Distruzione e ciò che resta
La rilevanza del santuario lo rese un bersaglio durante la Riforma inglese. Nel 1538, il re Enrico VIII ordinò la distruzione del santuario di Becket, la rimozione delle sue ossa, disperse o bruciate secondo alcuni resoconti, e la cancellazione del suo nome dai calendari religiosi ufficiali — una cancellazione deliberata di un santo la cui storia era incentrata proprio sulla resistenza alle ingerenze regie nell'autorità della Chiesa, una risonanza non sfuggita a Enrico VIII data la propria rottura con Roma.
La cattedrale di Canterbury sopravvisse alla Riforma come edificio, proseguendo come chiesa madre della neonata Chiesa d'Inghilterra, e resta oggi la sede dell'arcivescovo di Canterbury, una carica che detiene un primato simbolico in tutta la Comunione anglicana mondiale.
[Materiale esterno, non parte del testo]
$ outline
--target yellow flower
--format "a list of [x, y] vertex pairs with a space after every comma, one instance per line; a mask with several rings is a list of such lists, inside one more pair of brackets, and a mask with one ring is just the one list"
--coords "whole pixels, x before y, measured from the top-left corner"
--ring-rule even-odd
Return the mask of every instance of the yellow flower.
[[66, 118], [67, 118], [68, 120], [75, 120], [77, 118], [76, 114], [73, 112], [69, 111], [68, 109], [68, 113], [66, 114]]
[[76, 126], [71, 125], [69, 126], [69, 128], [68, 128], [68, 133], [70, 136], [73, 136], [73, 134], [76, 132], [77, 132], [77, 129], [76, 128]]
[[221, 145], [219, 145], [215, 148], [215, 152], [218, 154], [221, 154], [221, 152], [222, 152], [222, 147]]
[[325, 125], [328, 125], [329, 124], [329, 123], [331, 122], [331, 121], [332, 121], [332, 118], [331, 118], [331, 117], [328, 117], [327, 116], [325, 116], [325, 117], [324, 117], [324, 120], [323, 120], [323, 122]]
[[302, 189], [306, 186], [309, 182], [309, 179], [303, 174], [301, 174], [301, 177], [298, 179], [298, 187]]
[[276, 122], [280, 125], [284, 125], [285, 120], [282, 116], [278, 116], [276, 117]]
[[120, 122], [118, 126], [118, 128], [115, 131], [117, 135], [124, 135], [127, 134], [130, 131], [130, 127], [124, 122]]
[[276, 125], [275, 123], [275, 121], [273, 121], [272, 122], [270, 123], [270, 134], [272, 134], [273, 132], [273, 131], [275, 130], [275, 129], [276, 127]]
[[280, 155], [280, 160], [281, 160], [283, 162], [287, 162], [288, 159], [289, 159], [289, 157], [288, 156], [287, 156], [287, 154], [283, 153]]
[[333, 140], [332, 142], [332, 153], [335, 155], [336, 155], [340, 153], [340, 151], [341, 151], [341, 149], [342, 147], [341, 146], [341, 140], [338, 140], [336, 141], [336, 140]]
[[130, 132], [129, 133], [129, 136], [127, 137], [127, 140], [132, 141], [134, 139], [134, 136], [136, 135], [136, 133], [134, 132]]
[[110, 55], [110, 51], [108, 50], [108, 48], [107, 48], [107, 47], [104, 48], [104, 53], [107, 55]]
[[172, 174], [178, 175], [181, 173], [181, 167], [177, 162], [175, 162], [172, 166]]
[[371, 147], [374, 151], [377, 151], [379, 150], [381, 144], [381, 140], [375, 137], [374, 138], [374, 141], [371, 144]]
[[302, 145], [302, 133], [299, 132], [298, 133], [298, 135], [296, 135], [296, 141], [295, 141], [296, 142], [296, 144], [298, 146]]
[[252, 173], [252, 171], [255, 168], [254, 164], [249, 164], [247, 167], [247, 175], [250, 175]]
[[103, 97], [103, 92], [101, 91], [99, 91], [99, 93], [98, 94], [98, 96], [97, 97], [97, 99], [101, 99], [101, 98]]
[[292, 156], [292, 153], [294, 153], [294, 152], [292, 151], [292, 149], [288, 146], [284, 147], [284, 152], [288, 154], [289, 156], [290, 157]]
Il punto esatto dell'omicidio di Becket è ancora segnato all'interno della cattedrale, e sebbene il santuario fisico che un tempo attirava i pellegrini di Chaucer sia scomparso, Canterbury resta, in una forma diversa, uno dei luoghi cristiani storicamente più significativi d'Inghilterra — la sua identità ancora plasmata, otto secoli e mezzo dopo, dall'omicidio di un arcivescovo che si rifiutò di sbarrare le porte della propria stessa cattedrale.